Il la retrouva aisément. Prudente, elle avait évité de s'éloigné trop de la lisière, faisant autant confiance à son sens de l'orientation qu'une pierre est expressive. Elle s'était agenouillée et regardait fixement devant elle. La gravité de son expression étonna Deidara, qui ne s'attendait pas vraiment à ce qu'elle passe ainsi du rire au silence.

Il fut encore plus surpris quand il l'entendit parler toute seule. D'une voix grave et amère, qui en disait long sur ce qu'elle ressentait elle déclara :

« Salut, j'ai fait pas mal d'étude et j'en connais des dieux, mais je ne sais pas auquel je dois m'adresser, alors je vais m'adresser a vous tous, qui sait, peut être que l'un d'entre vous aura la générosité de me répondre… Bref, je voulais juste vous demander un énorme service, s'il vous plait, faites que ce coup si je ne foute pas tout en l'air ! C'est vrai quoi ! Je veux bien faire des efforts, mais si on ne me file pas un coup de main je ne vais jamais y arriver ! Ouai je sais, j'ai passé la moitié de ma vie a détruire volontairement toute les chances que vous mettiez sur mon chemin, mais j'avoue que c'était une belle connerie. Je ne vais pas vous demandez la lune, tout se que je veux, c'est d'avoir la force de pas tout faire cafouiller. Soyez cool s'il vous plait. Merci. Elle se releva en s'étirant et dit d'une voix ironique, voila que je me mets à parler toute seule dans une forêt maintenant ! Et bah dites donc, je ne suis pas sortie de l'auberge !

_ Alors on parle aux fleurs maintenant ? Intervint alors Deidara comme si de rien était. Au pire si tu ne trouve personne tu pourras toujours finir avec Zetsu !

_ Mais c'est une manie chez vous de surgir silencieusement comme ça derrière les gens ?! s'écria Fumi, une main sur le cœur, je suis sensible et j'ai un cœur fragile moi !

_ Ouai ouai ouai, ramène toi comme j'ai l'impression que pour le moment Hidan n'est pas disposé à t'entrainer j'accepte de filer quelque conseils, mais avant ça t'a intérêt à prendre une douche ! Tu pues la transpiration à 3 kilomètre a la ronde !

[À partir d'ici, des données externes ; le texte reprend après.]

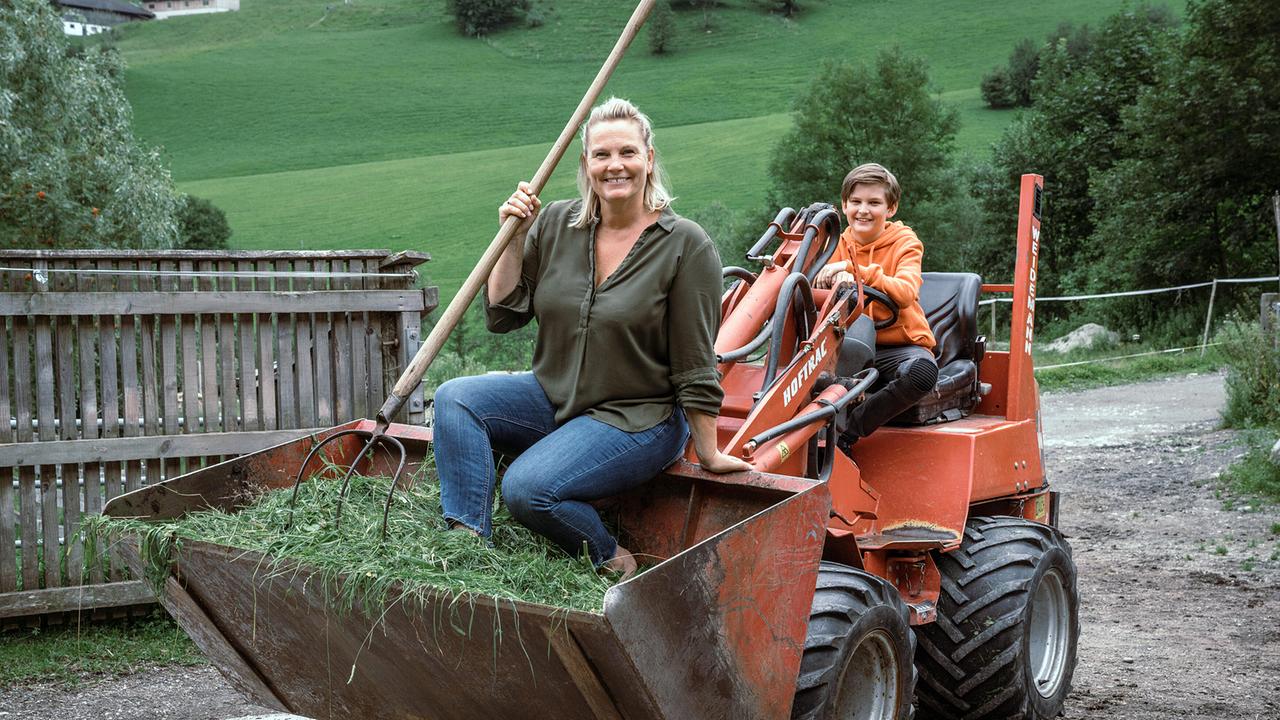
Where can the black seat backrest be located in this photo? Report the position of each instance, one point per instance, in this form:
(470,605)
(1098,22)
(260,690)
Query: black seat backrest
(950,304)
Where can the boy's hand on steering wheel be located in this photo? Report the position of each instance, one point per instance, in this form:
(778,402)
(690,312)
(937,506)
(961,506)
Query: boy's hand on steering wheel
(830,274)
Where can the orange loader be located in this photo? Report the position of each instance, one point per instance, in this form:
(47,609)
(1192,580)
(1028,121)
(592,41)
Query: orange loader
(917,566)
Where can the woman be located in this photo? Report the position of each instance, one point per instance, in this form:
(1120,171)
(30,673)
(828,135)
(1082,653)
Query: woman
(626,295)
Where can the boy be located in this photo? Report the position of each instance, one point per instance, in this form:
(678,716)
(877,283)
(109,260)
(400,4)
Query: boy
(887,258)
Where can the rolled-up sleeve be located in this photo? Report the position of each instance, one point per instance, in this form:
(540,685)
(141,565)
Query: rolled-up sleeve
(693,319)
(513,311)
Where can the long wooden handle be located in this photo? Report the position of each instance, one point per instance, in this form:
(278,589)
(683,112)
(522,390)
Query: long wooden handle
(480,274)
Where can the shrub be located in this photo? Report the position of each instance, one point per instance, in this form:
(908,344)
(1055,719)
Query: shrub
(995,89)
(71,172)
(1253,377)
(480,17)
(202,226)
(662,27)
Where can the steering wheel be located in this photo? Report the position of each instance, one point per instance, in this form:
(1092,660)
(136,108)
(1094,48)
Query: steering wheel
(872,295)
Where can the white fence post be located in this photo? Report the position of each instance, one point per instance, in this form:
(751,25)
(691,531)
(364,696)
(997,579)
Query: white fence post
(1208,318)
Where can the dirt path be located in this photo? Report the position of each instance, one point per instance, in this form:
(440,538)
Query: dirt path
(1180,598)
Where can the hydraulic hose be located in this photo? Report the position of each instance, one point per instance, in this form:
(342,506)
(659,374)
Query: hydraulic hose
(859,383)
(784,219)
(794,285)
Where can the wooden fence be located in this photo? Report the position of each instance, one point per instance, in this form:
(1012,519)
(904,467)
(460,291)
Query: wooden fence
(120,368)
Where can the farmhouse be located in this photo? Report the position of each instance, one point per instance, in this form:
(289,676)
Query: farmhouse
(172,8)
(103,12)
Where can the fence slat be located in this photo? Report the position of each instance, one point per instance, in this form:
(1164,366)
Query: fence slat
(209,360)
(68,392)
(323,355)
(8,522)
(169,368)
(286,370)
(343,382)
(28,504)
(190,364)
(304,373)
(150,382)
(247,360)
(227,356)
(265,356)
(87,349)
(131,390)
(378,388)
(45,419)
(109,372)
(359,352)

_ Charmant… marmonna-t-elle, ok merci, j'y vais de ce pas si quelqu'un a la bonté de m'indiquer la direction de la salle de bain !

_ Suis moi, je connais le chemin.

_ Encore heureux… »



Salut ! Je tien a remercier tout le monde pour leur review, ça me fait super plaisir ! Je suis aussi désolé si l'ironie de Fumi se relâche parfois, également j'admets qu'elle a un peu le monopole de l'attention… Mais qu'y puis-je si l'inspiration me vient comme telle ?

Bref … j'ai tout dit pour le moment je crois… ah oui ! Tant que j'y pense, Fumi veut dire littérature en japonais, c'est plutôt ironique comme nom.

ENCORE MERCI 3

PS: Encore désolé par ce que ce chapitre aussi est court ... T_T Pas taper!